Uptown New Westminster was built to function as a city centre, providing shopping and employment for the city of New West and adjacent pieces of Burnaby, but its success in that regard has been mixed. It works better as an urban village for the thousands who live within walking distance.
Present-day Uptown dates from 1954, when a new Woodward’s Department Store opened on Sixth Avenue and began to suck the life from the old downtown on Columbia Street. The New West Library followed, and diverse small retailers. The commercial architecture is something like that of European towns that were bombed and rebuilt. Functional, let’s call it.
My co-tourist in Uptown was my sister Ellen Heaney, who has worked at the library for 38 years. We ate at the Belmont Bakery and Bistro, a good tea shop in the grandmotherly style. The area is well set up for seniors, with transit, recreation, shops and cafes. New Westminster has the highest concentration of rental dwellings in Metro Vancouver — 46 per cent of the housing stock, compared with about 25 per cent in neighbourhing Coquitlam, Richmond and Surrey.
In my sister’s time, Woodward’s has closed, to be replaced by the Royal City Centre, which has shrunk from two retail floors to one. Another off-street shopping centre nearby, the Westminster Mall, opened as all-retail but has been substantially converted to office use. A small arcade off Sixth Street has also closed.
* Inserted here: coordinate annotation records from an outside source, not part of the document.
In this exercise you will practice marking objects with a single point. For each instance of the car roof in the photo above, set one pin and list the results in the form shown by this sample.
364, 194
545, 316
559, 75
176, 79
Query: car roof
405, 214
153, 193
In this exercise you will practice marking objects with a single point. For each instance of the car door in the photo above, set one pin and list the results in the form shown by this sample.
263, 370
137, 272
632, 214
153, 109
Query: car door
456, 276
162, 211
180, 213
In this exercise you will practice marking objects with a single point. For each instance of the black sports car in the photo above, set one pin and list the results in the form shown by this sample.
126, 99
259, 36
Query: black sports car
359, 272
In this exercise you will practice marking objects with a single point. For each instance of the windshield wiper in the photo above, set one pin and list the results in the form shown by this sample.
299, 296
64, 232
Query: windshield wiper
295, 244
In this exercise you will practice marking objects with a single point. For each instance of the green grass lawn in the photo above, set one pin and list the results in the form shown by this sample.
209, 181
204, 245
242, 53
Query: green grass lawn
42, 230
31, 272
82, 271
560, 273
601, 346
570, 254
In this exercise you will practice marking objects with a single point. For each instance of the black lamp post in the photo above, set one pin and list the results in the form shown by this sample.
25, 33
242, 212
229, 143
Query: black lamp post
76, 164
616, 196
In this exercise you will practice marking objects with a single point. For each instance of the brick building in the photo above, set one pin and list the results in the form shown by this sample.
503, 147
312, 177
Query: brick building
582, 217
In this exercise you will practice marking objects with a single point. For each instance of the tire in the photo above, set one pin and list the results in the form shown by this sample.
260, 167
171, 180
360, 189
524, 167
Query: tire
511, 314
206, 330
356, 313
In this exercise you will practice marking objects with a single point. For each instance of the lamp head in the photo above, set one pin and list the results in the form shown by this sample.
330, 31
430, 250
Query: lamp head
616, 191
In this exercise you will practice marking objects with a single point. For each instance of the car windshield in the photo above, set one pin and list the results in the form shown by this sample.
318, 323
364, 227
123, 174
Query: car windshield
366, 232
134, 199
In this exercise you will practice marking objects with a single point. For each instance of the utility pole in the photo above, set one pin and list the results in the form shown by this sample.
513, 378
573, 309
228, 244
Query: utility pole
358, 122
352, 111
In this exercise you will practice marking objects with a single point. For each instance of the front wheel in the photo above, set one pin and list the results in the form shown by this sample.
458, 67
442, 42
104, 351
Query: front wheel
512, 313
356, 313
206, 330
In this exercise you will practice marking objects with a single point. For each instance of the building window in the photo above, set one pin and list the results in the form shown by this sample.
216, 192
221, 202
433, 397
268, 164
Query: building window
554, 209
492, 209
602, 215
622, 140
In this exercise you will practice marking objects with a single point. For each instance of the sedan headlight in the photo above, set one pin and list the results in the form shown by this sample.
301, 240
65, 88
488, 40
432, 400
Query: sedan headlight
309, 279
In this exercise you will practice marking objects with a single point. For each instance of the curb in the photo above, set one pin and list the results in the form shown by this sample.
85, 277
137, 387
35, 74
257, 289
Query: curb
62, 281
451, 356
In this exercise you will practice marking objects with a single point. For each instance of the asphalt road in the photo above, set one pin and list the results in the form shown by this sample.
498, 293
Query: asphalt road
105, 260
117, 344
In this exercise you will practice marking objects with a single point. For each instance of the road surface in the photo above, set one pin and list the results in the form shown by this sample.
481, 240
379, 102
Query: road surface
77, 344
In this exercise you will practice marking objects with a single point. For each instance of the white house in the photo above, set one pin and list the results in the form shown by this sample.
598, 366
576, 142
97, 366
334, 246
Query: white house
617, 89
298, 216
Street-facing retail businesses, meanwhile, seem to do reasonably well in a busy pedestrian environment; there is spatial voodoo at work here, but I’m not enough of a planner to understand it.
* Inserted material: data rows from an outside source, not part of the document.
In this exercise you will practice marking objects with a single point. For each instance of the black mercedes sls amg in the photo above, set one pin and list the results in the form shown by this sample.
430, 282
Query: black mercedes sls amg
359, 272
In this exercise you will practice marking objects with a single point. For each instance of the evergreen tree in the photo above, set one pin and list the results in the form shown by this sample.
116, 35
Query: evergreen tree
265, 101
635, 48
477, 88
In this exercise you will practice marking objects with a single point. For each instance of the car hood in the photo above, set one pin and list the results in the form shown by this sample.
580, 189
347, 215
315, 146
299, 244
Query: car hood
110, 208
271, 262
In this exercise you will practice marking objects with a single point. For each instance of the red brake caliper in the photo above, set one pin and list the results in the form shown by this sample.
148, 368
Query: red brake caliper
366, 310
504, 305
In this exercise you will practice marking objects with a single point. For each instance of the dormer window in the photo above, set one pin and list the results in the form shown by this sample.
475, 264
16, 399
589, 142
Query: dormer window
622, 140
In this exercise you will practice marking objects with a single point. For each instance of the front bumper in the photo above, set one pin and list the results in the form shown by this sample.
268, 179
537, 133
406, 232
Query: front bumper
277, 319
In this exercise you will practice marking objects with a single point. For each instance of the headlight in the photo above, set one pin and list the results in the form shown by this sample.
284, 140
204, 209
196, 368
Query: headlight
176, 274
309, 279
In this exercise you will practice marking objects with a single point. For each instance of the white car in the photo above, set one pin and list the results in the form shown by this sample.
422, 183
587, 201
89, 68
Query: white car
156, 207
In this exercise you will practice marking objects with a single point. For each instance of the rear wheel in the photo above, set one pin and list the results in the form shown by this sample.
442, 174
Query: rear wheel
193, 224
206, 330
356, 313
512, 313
There’s no neighbourhood plan for Uptown, but there is a 1999 plan for Brow of the Hill, taking in maybe a quarter of the urban village on the southwest side. The plan says that with 89 per cent of the housing units in the Brow located in multi-family buildings, there was no need for further densification. Possibly as a result, most growth in New West since 2000 has taken place elsewhere, although a large tower is now underway at Sixth Street and Belmont. The land use on the east side of Uptown’s main commercial street is much less dense; Queen’s Park is possibly the finest heritage residential district in mainland B.C., and well worth a walk.
Uptown New West lacks the artsiness of inner-city villages like Commercial Drive, and the proximity to the bright lights. I believe, however, that many people would find this village more livable on balance.